Updated 09.35 Sun Oct 12 2008

Hurricane Norbert has made landfall over mainland Mexico but is weakening, weather officials have said.

The Category 1 hurricane's centre made landfall about 25 miles southeast of Huatabampo with maximum winds near 85mph, according to the US National Hurricane Centre in Miami.

Streets turned into rushing, knee-deep rivers in Ciudad Constitucion, on the southern peninsula

Since then, the hurricane's maximum winds have decreased to near 75mph and rapid weakening is likely as the hurricane moves over Mexico's mountainous terrain.

Remnants of the storm would likely move into the southwestern United States Sunday evening, the centre said.

Norbert crossed over the Mexican mainland after tearing off roofs and forcing hundreds of people to flee widespread flooding on the Baja California peninsula.

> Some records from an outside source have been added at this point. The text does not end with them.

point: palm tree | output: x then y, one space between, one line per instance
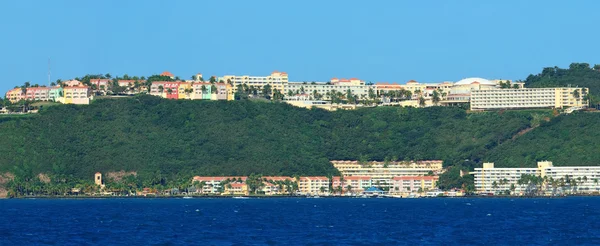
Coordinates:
421 101
435 98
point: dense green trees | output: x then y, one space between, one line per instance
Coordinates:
168 141
578 74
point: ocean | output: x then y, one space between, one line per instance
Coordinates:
301 221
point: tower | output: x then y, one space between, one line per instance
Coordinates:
98 179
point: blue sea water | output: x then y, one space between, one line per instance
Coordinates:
296 221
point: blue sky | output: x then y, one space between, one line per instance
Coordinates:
378 41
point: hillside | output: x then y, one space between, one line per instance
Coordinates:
578 74
567 140
164 139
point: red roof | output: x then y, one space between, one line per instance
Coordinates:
167 73
416 178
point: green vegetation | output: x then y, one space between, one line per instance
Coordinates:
566 140
578 74
169 140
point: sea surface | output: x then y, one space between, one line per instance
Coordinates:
301 221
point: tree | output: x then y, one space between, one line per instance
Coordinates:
435 98
421 101
576 94
266 90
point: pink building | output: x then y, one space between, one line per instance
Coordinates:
358 183
101 84
313 185
413 184
37 93
213 184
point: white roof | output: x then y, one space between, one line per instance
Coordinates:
469 81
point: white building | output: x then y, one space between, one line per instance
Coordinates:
566 179
324 89
562 97
277 80
382 174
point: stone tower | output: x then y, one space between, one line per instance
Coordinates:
98 179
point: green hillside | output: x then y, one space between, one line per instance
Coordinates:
578 74
567 140
164 139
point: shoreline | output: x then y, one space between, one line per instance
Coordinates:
275 197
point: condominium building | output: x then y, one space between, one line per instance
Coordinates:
15 95
37 93
382 173
412 184
76 95
324 90
277 80
490 179
100 84
561 97
212 185
55 94
357 184
313 185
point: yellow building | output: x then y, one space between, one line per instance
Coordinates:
236 189
184 90
15 95
277 80
560 97
76 95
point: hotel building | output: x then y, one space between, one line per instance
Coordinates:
490 179
562 97
305 90
382 174
358 184
212 185
76 95
413 184
312 185
277 80
15 95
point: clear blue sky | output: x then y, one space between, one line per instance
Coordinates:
378 41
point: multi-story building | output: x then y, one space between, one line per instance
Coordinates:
236 189
15 95
277 80
100 84
166 89
562 97
313 185
55 94
76 95
357 184
325 89
37 93
492 180
212 185
412 184
211 91
382 173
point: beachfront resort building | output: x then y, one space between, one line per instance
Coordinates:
560 97
277 80
313 185
302 91
406 185
564 179
382 173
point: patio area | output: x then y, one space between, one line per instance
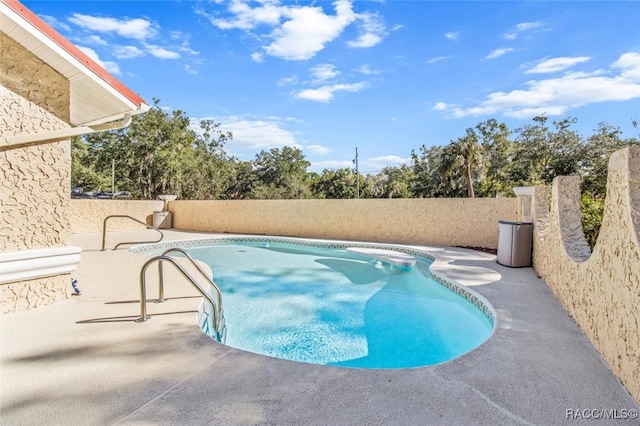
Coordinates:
85 361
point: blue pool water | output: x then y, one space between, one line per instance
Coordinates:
332 307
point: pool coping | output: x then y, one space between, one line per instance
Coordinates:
85 361
480 302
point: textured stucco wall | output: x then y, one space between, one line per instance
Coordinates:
34 293
34 179
457 221
27 76
88 216
600 290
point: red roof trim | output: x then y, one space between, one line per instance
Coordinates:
66 45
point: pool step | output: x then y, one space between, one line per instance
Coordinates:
395 258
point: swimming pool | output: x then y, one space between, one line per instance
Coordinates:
318 303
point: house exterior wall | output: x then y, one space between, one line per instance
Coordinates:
34 179
599 289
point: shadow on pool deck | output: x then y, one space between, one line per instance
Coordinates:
85 361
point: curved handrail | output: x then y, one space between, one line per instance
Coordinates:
143 288
104 231
202 272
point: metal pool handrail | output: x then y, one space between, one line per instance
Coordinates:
104 231
217 308
202 272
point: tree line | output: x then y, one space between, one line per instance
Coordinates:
160 153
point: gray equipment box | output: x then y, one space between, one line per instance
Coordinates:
514 244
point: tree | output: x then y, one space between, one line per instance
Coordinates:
497 150
468 152
334 184
281 174
158 153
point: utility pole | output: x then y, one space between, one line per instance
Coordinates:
357 175
113 179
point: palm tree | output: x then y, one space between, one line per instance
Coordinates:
467 150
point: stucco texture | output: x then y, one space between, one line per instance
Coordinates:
452 221
88 216
31 294
34 179
600 290
27 76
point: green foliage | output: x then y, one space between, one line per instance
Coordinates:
162 152
592 209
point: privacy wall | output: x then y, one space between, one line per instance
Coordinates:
442 221
600 290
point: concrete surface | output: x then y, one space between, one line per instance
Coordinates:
86 362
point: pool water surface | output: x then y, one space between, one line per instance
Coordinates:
331 307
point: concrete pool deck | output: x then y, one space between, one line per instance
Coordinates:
84 361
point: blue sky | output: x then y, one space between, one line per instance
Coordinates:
383 76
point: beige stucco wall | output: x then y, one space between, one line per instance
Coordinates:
34 179
88 216
453 221
600 290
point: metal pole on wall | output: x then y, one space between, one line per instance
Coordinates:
113 178
357 176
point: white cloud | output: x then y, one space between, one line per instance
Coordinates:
372 29
499 52
127 52
387 160
287 81
325 93
437 59
298 32
366 70
454 35
522 27
258 134
111 67
55 23
247 18
190 70
324 72
307 30
318 149
139 29
93 39
331 164
557 64
161 53
554 96
257 57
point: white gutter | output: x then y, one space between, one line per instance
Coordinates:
61 134
30 264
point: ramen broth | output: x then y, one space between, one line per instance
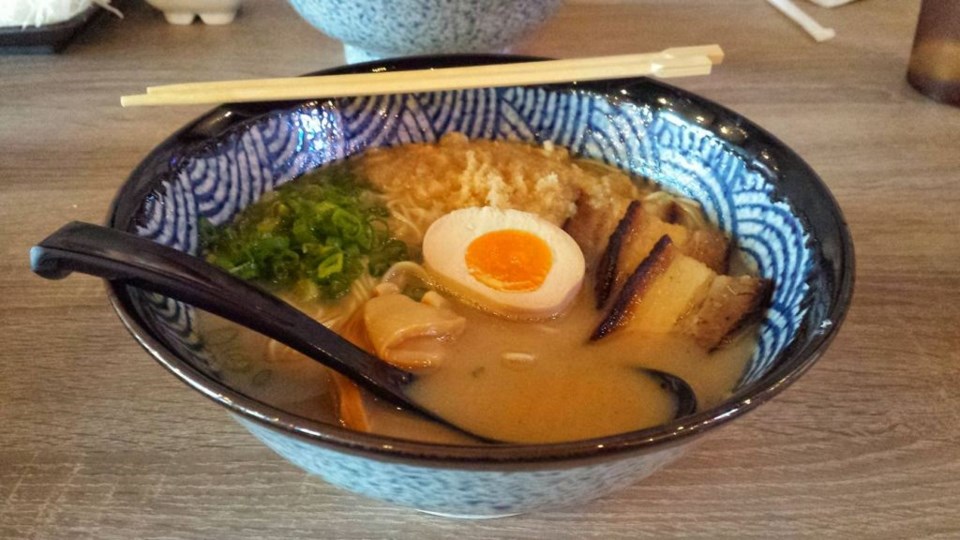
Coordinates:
503 376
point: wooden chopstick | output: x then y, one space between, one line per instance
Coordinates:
674 62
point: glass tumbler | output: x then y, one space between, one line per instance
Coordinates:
935 60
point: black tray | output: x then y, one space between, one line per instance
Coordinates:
47 39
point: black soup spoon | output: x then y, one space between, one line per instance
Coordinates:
120 256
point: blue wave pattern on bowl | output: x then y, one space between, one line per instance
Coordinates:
657 143
465 494
373 29
218 180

It hit land near Puerto Charley on Baja's southwest coast as a Category 2 hurricane, but weakened to Category 1 after emerging over the Gulf of California, the centre said.

Baja residents fled to shelters in school buses and army trucks as floodwaters rose in their homes. Winds uprooted palm trees and the water rose knee-high in some streets of the town of Puerto San Carlos.

Streets turned into rushing, knee-deep rivers in Ciudad Constitucion, on the southern peninsula.

More than 2,000 people were in the city's shelters, many of them from coastal villages where nearly all homes had lost their roofs, said Miguel Arevalos, the local Civil Protection director.